Eğer öyleyse, ki bal gibi öyledir, Dr Recep’in başbakanlığını geçsek bile ‘cumhurbaşkanlığı’nın, en azından hukuksal olarak zerre-i miskal geçerliliği yoktur.
Ancak ve ne var ki, bunu sıradan yurttaşın anlamasının olanak ve olasılığı da yoktur.
Ne yapalım ki elimizdeki ‘mal’ bu.
Amma velakin, Serap Yazıcı da ‘mal’ değil ki.
Koskoca ‘anayasa profesörü’.
Yani nasıl denir, yani ‘şey gibi’ biliyormuş ki, o halkoylaması ‘meşru’ değildi demiş.
Peki ama, nasıl olmuş da Dr Recep’in teklifini kabul edip, hem de AKP yönetimine girmiş olabilir?
Ve hem de, ‘beni olduğum gibi’, yani görüşlerimi değiştimemi beklemeden kabul ederseniz gelirim demiş.
İşte ‘Serap Yazıcı Özbudun Olayı’nın ‘kerameti’ tam da buradadır.
Bu Serap hanım Yazıcı-Özbudun, merhum kocası Ergun Özbudun ile, hem eş ve hem de ‘kafadar’ olarak, Türkiye’nin sözde ‘seçkin hukukçu’larıdırlar.
Yazılar, makaleler, kitaplar, uluslararası şan ve şöhretin temelinde ise bir ‘Mustafa Kemal Türkiyesi’ düşmanlığı vardır.

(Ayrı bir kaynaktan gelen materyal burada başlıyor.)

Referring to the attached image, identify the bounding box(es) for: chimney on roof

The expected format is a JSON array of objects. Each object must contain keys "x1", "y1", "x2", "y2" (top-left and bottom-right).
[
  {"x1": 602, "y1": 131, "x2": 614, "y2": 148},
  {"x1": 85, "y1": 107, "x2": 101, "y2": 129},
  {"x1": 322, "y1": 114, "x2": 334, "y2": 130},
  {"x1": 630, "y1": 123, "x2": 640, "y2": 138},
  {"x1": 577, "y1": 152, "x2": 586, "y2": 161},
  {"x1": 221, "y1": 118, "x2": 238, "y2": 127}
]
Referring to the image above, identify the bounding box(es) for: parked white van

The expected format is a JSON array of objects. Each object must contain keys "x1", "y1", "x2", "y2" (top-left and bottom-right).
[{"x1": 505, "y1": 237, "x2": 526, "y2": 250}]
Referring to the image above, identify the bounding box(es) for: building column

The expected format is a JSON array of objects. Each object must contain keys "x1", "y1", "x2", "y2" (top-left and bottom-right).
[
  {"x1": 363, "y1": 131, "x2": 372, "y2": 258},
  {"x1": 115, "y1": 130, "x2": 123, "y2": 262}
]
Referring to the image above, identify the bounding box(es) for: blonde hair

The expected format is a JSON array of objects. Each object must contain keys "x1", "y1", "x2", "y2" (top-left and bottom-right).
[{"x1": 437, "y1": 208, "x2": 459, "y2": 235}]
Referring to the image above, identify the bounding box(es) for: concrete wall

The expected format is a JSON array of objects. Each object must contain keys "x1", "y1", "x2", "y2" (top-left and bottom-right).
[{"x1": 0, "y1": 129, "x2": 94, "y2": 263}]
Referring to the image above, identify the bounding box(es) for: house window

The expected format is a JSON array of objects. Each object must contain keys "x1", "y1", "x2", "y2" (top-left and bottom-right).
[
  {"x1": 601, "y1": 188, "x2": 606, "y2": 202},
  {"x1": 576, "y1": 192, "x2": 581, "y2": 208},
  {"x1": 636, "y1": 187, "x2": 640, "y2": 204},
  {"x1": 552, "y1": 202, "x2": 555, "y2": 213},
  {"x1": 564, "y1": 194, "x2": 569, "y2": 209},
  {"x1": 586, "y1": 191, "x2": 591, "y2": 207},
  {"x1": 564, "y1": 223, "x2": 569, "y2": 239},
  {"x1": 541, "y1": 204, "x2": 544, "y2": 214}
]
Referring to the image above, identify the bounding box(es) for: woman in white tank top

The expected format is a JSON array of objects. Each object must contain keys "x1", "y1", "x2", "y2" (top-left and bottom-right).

Atatürk üzerine tonlarca mürekkep harcamışlardır ama, örneğin bir ‘Mustafa Kemal’in askeri’ olmamışlardır.
Tersine Türkiye Cumhuriyet’inin kuruluşundan itibaren ‘militarist’ bir nitelik taşıdığını ileri sürmüş, uluslararası yayınlarda hep ‘Türkiye’deki siyasetten ‘askerî vesayet’in kaldırılması konusunu işlemişlerdir.
Diğer ‘ıvır-zıvır’ konular, örneğin ‘hak ve özgürlükler’ falan, bu ‘ana tezin’ sosu olarak işlenmiştir.
Bu konuda Dr Recep ve tayfası ile ‘tam bir görüş birliği’ içerisindedirler.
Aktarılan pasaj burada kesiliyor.